Patricia A. Banks (Harvard University Ph.D. & A.M./Spelman College B.A.) is Professor of Sociology and a faculty member in the Program in Africana Studies and the Program in Entrepreneurship, Organizations, and Society at Mount Holyoke College. She is author of Represent: Art and Identity Among the Black Upper-Middle Class (2010).

"Patricia Banks has turned her critical eye on corporate support for Black cultural institutions as a PR move to trumpet their commitment to social justice. Banks is an astute observer of the world of philanthropy and a superb writer. A compelling read, this book will be an instant classic."

—Frank Dobbin, author of Inventing Equal Opportunity

"This groundbreaking volume by the premier scholar examining race, art, and cultural economy could not be timelier for understanding the workings of contemporary capitalism and diversity branding. With its scholarly rigor, grounded fieldwork and analysis, this book is a necessary and beautiful must-read for anyone who cares about justice."

—Arlene Dávila, author of Latinos, Inc.

"Black Culture, Inc. is a brilliant contribution to the burgeoning literature on how race shapes organizations. Surveying a wide range of corporate giving to Black cultural institutions—from the National Museum of African American History and Culture to Afropunk—Banks provides a balanced account of its benefits and the potential costs that giving extracts from Black communities."

—Victor Ray, The University of Iowa

"Many of us rarely think about the connections between race, organizations, and culture, but Patricia Banks's innovative concept of 'diversity capital' shows why we should. Her illuminating book reveals that while today's companies demonstrate their commitment to racial equity with donations to black cultural initiatives, this corporate largesse is more complicated than we might realize."

—Adia Harvey Wingfield, author of Flatlining

"In this strongly argued and beautifully written book, Banks provides a conceptual framework for understanding the racial politics of organizational behavior. Her concept of 'diversity capital' is rooted in classical sociological theory but pushes that scholarship forward to make it more relevant today. This analysis will be foundational for future work on race and organizations."

—Shyon Baumann, co-author of Foodies

"Essential reading for anyone curious about why major American corporations seem so intent on 'giving back' to Black cultural institutions. This significant book turns corporate sponsorships into objects of scrutiny, showing how they project an often disingenuous corporate image of caring not only about Black culture but also about Black people."

—Ellen Berrey, author of The Enigma of Diversity

"Patricia A. Banks makes a vital contribution to sociological theory, illuminating how Black cultural patronage is harnessed by corporations as a tool of financial and cultural power, often with pernicious implications for the same communities who are exploited for their diversity appeal. An important, penetrating analysis."

—Linsey McGoey, author of No Such Thing as a Free Gift

"As businesses and organizations strive to prove their commitments to equity and inclusion, Black Culture, Inc. provides a nuanced corrective to corporate narratives. Alongside the rich and detailed empirical analysis, the conceptualization of 'diversity capital' is a crucial intervention with relevance across the social sciences."

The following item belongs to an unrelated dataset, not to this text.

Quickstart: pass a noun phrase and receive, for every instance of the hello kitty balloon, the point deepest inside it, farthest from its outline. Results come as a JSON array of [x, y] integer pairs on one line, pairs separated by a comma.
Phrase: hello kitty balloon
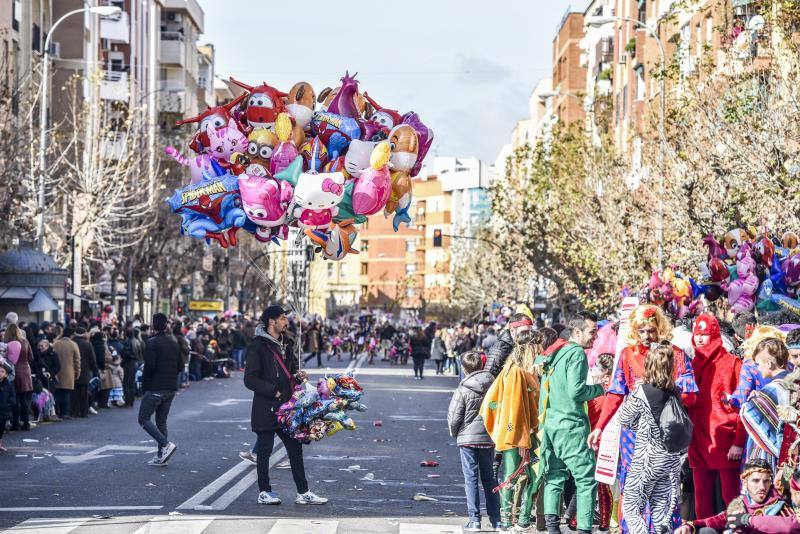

—Dave O'Brien, author of Culture is Bad For You

"Black Culture, Inc. is an important book. In connecting corporate sponsorship of Black cultural institutions with urgent issues of racial justice, Banks demonstrates the wide, and often disturbing, ramifications of corporate efforts to increase their 'diversity capital.' Packed with scholarly insights, relevant case studies, and vivid anecdotes, this engaging book should be read by scholars, practitioners, students, and anyone interested in Black cultural institutions and how American corporations use cultural philanthropy."